Dort wo der Wolf jetzt wieder lebt, muss der Schutz der Herden auf Grünland verbessert werden – das ist unstrittig und in aller Interesse. Im Landkreis Wolfenbüttel gibt es jedoch kaum Grünland und entsprechend auch nur verschwindend wenig Viehhaltung auf Weiden. Denn laut Aussagen des hiesigen Landvolkes sei es gut und richtig, hier auf den sehr guten Böden keine Grünlandwirtschaft zu betreiben, sondern fast ausschließlich Ackerbau.

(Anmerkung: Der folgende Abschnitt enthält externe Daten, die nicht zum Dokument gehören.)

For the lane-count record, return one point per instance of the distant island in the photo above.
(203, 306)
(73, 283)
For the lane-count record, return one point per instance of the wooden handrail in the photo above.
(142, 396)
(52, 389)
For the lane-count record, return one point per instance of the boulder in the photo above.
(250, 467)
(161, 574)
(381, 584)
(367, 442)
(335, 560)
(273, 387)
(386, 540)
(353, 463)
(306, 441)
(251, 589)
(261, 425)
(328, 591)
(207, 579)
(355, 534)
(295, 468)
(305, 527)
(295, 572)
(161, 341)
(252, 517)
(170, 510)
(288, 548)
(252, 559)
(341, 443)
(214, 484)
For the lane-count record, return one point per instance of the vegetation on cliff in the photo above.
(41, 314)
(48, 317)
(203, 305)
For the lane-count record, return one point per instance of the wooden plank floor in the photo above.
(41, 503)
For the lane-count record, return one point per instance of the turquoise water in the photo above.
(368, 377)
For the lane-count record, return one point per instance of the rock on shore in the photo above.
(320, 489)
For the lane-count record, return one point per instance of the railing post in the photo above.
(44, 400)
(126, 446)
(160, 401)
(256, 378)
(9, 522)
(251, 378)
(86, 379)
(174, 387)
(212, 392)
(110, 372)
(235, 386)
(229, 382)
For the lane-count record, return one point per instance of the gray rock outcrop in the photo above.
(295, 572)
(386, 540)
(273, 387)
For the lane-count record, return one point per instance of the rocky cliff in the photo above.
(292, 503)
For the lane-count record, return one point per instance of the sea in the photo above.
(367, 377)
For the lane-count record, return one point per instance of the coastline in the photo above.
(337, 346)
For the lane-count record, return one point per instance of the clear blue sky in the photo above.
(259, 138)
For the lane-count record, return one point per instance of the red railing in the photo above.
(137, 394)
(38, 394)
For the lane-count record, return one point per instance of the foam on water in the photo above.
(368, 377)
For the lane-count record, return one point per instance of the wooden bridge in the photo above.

Die für den Raum Braunschweig/Wolfenbüttel behaupteten „zahlreichen Sichtungen“ von Wölfen halten einer tatsächlichen Überprüfung nicht stand. Nach Gesprächen mit zwei Wolfsberatern für die Landkreise Wolfenbüttel und Helmstedt (Forstfachleute) steht indes fest: In dieser Region ist bisher erst eine einzige Meldung einer Wolfssichtung als zutreffend nachgewiesen worden: Im Frühjahr 2014 in der Nähe von Meine. Alle anderen Schilderungen von angeblichen Wolfssichtungen konnten bisher nicht durch eindeutige Nachweise bestätigt werden – und gehören somit bis auf weiteres in das Reich der freien Erzählungen…

Insgesamt lässt sich also über den Beitrag  des Herrn CDU-Fraktionsvize festhalten: Es handelt sich dabei erneut um eine polemische und unsachliche Kampagne. Hierzu zählt insbesondere die wahrheitswidrige Mär von der angeblichen „Lebensbedrohlichkeit“ des Wolfes für den Menschen. Dieses Märchen ist durch nichts zu belegen.

Der Schutz des Wolfes ist Bestandteil des internationalen Artenschutzes. Die entsprechenden Rechtsgrundlagen sind EU-Recht und gelten somit für ganz Europa. Maßstab ist der in der FFH-Richtlinie geforderte „günstige Erhaltungszustand“ dieser Art. Die Naturschutzverbände wehren sich daher im Einklang mit diesem EU-Recht energisch gegen jegliche Angriffe auf den Schutzstatus des Wolfes.